I ran into a new word (for me) while reading PEOPLE OF THE NOATAK, by Claire Fejes, 'the new edition of the 1960's classic', first published in 1966, this "new"edition was published in 1994.  The word is landlubber.  At first I thought it was a typo.  Instead it was an adventure in etymology.  Normally I'd just use the dictionary on my computer dock , but there was an electrical storm going on outside at the time so I wasn't about to turn on my computer.  I actually had to use old hard copy dictionaries, ergo a flashback to how I was taught to study etymology forty years ago when I was in college.  One English professor told us to keep all our old dictionaries, and even acquire as many as we could if we were going to be serious students of etymology.

The first dictionary I grabbed was "Webster's New Collegiate Dictionary" (1979).  When I didn't find it  there I was thinking typo again.  Yea.  Where's my edit pen?

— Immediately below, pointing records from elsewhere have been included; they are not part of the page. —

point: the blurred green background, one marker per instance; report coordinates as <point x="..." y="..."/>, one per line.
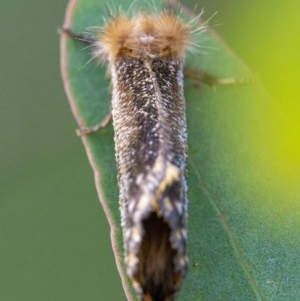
<point x="54" y="238"/>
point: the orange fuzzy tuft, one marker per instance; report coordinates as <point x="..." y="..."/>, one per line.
<point x="144" y="36"/>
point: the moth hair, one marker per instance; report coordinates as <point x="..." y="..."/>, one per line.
<point x="145" y="35"/>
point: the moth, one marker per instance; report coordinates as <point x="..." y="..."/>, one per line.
<point x="144" y="54"/>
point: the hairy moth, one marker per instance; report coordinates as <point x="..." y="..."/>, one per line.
<point x="145" y="56"/>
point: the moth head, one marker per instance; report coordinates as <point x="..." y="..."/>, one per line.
<point x="145" y="36"/>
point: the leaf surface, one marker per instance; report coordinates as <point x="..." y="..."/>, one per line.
<point x="243" y="172"/>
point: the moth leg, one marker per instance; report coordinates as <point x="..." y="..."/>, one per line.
<point x="89" y="41"/>
<point x="86" y="39"/>
<point x="213" y="81"/>
<point x="95" y="128"/>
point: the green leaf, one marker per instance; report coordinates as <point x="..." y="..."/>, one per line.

Then I grabbed "The Random House College Dictionary" (1968), and there it was.

          landlubber (n) - a landsman or raw seaman.

This is one of those words that makes me giggle, but when I read the adjectives I started laughing out loud.  There were three adjectives listed - landlubberish, landlubbing, and landlubberly.  I would love for a comedian to get hold of these words.

Had I been on the computer I would have known in two seconds that it wasn't a typo, and I would have missed the etymology flash from the past.

Macmillan Dictionary online even provides the audio pronunciation, and gives this definition:

          landlubber - someone who does not know much about boats or the sea.

Another tidbit I got from Macmillan was that 90% of the time, speakers of English use just 7,500 words in speech and writing.  That's out of the millions of words out there.  Macmillan calls these red words; words used most often.  Landlubber is not a red word.